When she first stopped working on the land Debby had ridden her bicycle daily into town. She had taken a job in a café, where her command of languages proved useful as visitors began to arrive, and when Rachel was born she accompanied her mother everywhere. She was a happy child, popular with both the café owners and their clients. But that was all in the past; now she and Stan could manage without her wage, because they were producing all they needed. They had pigs, poultry and half a dozen sheep, and were not only keeping their heads above water but beginning to thrive, as was the vineyard, the olive grove and the small but productive orchard beyond.

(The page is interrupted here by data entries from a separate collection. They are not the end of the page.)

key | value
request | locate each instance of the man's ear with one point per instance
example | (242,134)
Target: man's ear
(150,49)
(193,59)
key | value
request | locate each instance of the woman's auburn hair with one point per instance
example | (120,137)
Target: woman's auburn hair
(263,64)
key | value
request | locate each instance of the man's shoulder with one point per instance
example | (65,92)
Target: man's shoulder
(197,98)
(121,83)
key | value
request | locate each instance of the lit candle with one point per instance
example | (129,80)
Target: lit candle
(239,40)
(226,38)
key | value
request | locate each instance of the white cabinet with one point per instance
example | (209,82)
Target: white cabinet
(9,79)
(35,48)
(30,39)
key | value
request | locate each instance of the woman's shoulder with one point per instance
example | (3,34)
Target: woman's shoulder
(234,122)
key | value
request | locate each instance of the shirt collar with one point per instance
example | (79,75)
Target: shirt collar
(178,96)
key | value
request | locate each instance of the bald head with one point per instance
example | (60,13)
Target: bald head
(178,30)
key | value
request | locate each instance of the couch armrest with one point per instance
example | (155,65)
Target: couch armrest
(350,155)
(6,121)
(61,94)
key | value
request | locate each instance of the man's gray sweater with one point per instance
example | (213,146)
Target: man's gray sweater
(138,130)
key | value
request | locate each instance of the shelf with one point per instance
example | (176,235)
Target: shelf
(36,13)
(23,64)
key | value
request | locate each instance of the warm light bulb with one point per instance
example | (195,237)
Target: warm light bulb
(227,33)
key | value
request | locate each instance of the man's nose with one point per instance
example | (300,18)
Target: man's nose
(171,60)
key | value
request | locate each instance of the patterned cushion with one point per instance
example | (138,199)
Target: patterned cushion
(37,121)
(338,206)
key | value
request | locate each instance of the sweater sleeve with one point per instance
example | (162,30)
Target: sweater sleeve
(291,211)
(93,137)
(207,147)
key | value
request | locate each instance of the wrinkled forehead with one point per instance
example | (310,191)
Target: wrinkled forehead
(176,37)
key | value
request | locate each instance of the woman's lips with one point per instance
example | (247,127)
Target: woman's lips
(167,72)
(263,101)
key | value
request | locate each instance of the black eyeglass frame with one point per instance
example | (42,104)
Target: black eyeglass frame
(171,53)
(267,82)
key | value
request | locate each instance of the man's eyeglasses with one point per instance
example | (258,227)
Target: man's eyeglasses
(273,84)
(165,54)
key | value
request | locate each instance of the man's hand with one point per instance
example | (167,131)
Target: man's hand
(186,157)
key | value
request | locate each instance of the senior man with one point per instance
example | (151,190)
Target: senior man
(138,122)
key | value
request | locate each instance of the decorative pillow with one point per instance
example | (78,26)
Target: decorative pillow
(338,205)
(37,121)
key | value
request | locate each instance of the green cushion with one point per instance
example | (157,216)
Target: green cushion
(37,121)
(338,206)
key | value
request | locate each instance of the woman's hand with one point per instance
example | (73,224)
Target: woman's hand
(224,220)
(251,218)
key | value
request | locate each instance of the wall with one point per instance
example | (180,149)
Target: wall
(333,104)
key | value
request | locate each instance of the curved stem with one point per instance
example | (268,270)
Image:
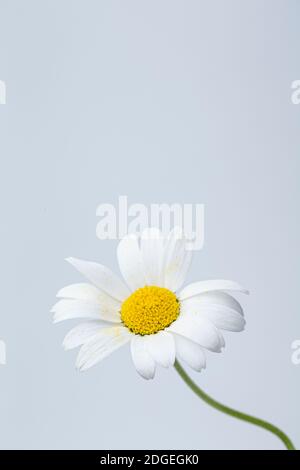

Yet Debby felt she could tell none of this to Imogen, Rita, or even Jill. Partly, this was due to the fact that to explain why they had fled from England would mean revealing Stan’s inability to find satisfactory work and his sensitivity about his appearance, and this Debby had vowed she would never do. Everyone assumed that Stan was just an ex-member of the Royal Air Force, and that Debby, attracted by the coincidence of their having the same surname, had begun to go around with him, fallen in love, and wed.